Uśmiałam się po pachy.

No i przyszło olśnienie: stworzyc zespół taneczny dorodnych mamusiek. Tylko kto to obejrzy? Rozbierających się pań jest pełno.
Rzut oka na męża i zaczyna powstawac zespół w mojej wyobraźni.
Rozbierający się, podtatusiali panowie (jak w filmie). A żeby było po polsku, ubrani w krakowskie lub góralskie stroje ludowe, oczywiście zmodernizowane, by nie obrazic niczyich uczuc religijnych.
Pomysł doprowadził do niezrozumiałej radości mojego męża. Zaczęłam snuc wyobrażenia na temat stringów z wełny, z haftowaną parzenicą-centralnie, na temat stylu ściągania pasa od spodni.
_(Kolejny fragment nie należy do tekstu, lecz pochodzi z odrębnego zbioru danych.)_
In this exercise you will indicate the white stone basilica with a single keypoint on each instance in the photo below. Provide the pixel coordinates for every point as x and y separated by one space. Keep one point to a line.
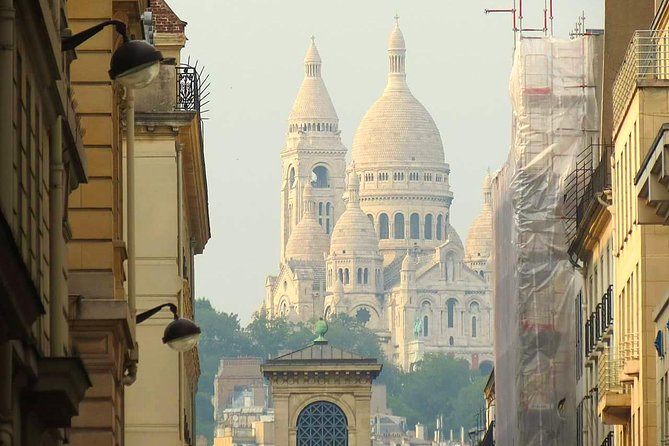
374 241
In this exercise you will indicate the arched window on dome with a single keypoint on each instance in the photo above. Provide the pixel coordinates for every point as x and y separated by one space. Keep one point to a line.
384 230
320 177
414 226
328 213
427 231
450 305
399 226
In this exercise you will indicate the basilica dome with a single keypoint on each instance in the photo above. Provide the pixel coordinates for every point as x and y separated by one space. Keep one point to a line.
354 232
313 101
307 241
397 129
479 238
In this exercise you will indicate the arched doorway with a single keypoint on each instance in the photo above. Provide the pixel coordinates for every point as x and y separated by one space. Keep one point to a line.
322 424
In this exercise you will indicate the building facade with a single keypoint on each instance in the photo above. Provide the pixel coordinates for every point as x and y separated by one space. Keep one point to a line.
172 226
386 253
42 161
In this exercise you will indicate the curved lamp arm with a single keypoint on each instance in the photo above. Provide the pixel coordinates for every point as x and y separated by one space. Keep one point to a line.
141 317
70 43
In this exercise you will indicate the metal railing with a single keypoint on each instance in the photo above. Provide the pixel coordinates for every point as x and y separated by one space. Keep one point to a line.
591 176
609 373
630 347
188 88
647 58
599 322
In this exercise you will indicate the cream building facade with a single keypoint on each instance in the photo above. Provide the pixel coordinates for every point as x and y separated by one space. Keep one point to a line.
172 227
373 240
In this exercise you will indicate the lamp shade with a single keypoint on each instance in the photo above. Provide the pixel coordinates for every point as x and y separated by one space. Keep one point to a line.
135 64
181 334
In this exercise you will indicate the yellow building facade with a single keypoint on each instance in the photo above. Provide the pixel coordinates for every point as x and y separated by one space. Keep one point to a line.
42 381
172 225
640 106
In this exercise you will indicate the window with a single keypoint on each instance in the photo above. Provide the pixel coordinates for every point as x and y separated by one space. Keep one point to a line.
399 226
451 312
384 231
414 226
328 219
320 177
427 230
362 315
322 423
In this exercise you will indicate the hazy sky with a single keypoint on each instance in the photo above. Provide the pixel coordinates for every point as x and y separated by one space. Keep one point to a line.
458 62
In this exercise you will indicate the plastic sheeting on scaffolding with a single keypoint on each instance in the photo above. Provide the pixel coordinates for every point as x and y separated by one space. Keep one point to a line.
554 117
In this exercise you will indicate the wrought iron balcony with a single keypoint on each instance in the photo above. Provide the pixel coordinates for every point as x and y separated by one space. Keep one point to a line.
646 60
586 194
600 322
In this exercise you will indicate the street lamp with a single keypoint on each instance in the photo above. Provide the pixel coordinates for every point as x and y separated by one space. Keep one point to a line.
134 64
181 334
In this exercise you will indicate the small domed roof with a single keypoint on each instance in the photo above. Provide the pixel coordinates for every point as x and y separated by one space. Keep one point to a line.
397 129
354 232
396 39
408 263
307 241
313 103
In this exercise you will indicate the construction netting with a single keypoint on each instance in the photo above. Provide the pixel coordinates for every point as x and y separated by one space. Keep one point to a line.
555 116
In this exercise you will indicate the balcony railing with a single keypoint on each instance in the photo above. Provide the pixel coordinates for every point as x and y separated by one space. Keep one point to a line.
609 373
591 177
647 59
188 88
599 322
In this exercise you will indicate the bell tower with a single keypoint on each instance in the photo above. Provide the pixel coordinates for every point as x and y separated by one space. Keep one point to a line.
313 154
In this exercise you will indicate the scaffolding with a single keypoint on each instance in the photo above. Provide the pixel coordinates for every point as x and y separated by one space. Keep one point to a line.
554 118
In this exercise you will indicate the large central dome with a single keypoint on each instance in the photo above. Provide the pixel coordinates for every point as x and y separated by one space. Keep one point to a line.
397 129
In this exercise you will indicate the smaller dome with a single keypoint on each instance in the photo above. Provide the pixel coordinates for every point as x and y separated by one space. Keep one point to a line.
408 264
396 39
312 55
353 232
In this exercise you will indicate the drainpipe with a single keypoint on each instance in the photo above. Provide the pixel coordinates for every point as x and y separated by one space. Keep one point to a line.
6 103
179 148
131 368
6 397
130 184
57 287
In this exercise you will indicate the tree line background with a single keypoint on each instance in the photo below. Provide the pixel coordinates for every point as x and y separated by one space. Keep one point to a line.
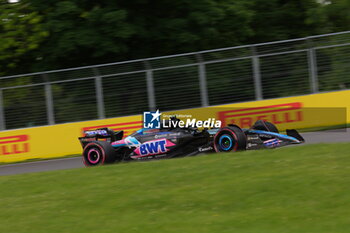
39 35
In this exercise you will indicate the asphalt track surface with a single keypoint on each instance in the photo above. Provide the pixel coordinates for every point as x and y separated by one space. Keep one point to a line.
330 136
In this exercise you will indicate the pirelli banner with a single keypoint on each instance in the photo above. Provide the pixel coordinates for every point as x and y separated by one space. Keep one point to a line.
309 111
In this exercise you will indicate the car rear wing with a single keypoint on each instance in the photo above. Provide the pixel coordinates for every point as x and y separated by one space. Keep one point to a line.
293 133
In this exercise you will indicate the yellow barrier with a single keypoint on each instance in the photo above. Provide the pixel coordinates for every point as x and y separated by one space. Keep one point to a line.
315 110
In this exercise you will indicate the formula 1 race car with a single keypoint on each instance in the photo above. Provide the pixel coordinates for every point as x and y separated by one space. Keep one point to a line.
104 146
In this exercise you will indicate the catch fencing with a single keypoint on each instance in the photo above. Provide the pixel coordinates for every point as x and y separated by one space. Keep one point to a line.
228 75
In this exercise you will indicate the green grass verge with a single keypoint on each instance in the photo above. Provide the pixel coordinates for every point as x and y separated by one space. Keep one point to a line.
296 189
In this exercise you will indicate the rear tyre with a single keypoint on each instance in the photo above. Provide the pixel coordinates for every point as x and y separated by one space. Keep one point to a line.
230 138
266 126
98 153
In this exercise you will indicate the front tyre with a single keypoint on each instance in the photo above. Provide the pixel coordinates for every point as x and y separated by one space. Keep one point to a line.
98 153
230 138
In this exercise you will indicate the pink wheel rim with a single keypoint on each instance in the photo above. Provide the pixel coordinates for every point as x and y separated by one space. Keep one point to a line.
93 156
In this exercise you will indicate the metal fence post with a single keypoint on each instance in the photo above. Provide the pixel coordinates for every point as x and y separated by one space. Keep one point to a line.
99 94
311 54
2 114
49 102
257 75
150 87
202 81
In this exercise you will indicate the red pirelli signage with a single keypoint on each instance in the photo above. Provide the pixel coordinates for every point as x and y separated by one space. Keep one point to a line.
12 145
277 114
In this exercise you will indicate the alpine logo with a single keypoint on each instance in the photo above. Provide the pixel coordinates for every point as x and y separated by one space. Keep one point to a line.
153 148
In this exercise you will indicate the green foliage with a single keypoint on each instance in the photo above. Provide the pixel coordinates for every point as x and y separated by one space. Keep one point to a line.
86 32
21 32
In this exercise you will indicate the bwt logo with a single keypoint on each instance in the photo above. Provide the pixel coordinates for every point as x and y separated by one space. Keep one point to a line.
151 120
14 145
153 148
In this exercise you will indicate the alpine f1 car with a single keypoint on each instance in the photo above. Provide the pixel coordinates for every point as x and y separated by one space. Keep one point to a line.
104 146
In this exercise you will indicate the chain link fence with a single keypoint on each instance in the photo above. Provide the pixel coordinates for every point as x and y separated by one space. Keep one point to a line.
243 73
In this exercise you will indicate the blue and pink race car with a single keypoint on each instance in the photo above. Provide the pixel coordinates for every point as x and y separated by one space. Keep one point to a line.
103 146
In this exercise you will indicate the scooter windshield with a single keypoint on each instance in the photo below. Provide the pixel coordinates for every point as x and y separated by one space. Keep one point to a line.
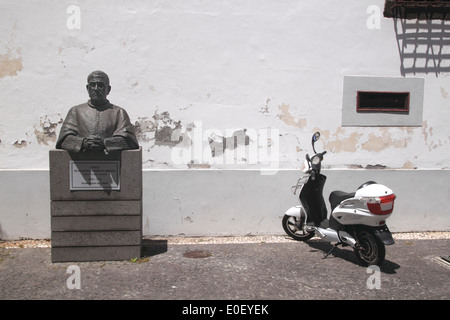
312 200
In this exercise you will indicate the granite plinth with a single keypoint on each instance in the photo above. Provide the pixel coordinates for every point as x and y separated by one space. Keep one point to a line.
96 225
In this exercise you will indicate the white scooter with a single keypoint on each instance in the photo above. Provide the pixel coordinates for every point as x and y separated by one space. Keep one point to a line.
357 219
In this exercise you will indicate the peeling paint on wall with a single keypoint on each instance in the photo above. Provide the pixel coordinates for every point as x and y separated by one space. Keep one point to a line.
163 130
219 144
386 140
340 141
20 144
11 62
288 119
9 66
45 132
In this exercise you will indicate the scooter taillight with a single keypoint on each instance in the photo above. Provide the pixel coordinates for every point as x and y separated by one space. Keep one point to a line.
385 205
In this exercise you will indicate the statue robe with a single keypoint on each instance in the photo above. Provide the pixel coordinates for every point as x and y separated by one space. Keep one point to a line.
108 121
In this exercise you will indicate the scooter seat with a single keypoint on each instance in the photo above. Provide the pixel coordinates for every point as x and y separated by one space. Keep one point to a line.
336 197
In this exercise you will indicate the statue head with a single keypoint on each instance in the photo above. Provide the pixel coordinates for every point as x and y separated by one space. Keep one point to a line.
98 87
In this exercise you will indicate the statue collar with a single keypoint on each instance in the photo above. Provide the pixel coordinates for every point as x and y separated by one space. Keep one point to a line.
102 107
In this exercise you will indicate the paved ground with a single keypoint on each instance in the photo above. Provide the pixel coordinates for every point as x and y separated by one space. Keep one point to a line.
276 270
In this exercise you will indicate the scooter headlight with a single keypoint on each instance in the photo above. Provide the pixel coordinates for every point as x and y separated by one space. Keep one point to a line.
315 160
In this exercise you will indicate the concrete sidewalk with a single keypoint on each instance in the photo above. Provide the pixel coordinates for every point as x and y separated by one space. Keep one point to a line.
258 270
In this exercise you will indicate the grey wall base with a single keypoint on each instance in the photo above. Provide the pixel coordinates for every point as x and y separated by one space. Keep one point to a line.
96 225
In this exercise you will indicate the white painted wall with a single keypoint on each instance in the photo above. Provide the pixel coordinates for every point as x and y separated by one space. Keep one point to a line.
275 68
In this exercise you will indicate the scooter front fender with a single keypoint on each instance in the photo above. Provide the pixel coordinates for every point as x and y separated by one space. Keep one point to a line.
294 211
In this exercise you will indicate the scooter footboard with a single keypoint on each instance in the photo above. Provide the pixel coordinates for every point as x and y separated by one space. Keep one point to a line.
295 211
384 235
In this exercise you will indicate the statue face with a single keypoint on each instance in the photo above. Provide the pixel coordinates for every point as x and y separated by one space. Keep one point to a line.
98 88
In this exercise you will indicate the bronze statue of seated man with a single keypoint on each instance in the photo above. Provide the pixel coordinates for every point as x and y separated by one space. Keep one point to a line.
97 125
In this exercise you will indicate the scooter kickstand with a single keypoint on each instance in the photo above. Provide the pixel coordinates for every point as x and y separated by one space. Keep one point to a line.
329 252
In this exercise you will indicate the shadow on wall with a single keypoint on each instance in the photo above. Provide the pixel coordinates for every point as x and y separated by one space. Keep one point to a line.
423 45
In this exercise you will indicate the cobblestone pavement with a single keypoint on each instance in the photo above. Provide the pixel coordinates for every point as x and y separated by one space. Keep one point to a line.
253 268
Krakowski strój ma zbyt wiele warstw, więc go wyeliminowałam, cho kuszące jest to coś co wisi u pasa krakowiaka i dzwięcznie dzwoni przy chodzeniu (takie srebrne talarki).Strój krakowski ze względu na urodę ma wiele do zaoferowania.Tylko jak to zdjąc?
Oczywiście zaczęłam się zastanawiac jak TO zarejestrowac. Mąż wymyślił,że to dzałalnośc estradowa.Ja,że zespół ludowy.
Może jakaś dotacja z Unii by się przytrafiła????
Pomysł jest. Aktorzy?
Mąż wyraził zgodę , głupio się uśmiechając.
Proponuję mojego szwagra Wojtusia, bo to młode ciało.Przydałby się ktoś z sexapilem, ktoś chuderlawy i ktoś innego koloru skóry.
Plan jest taki: po zgromadzeniu takiej menażerii, trzeba rozpocząc kurs tańca, taniec brzucha, kręcenia biodrami i gustownego rozbierania sie z uśmiechem na twarzy.
Oj tańczy ten zespół już w mojej wyobraźni, oj tańczy.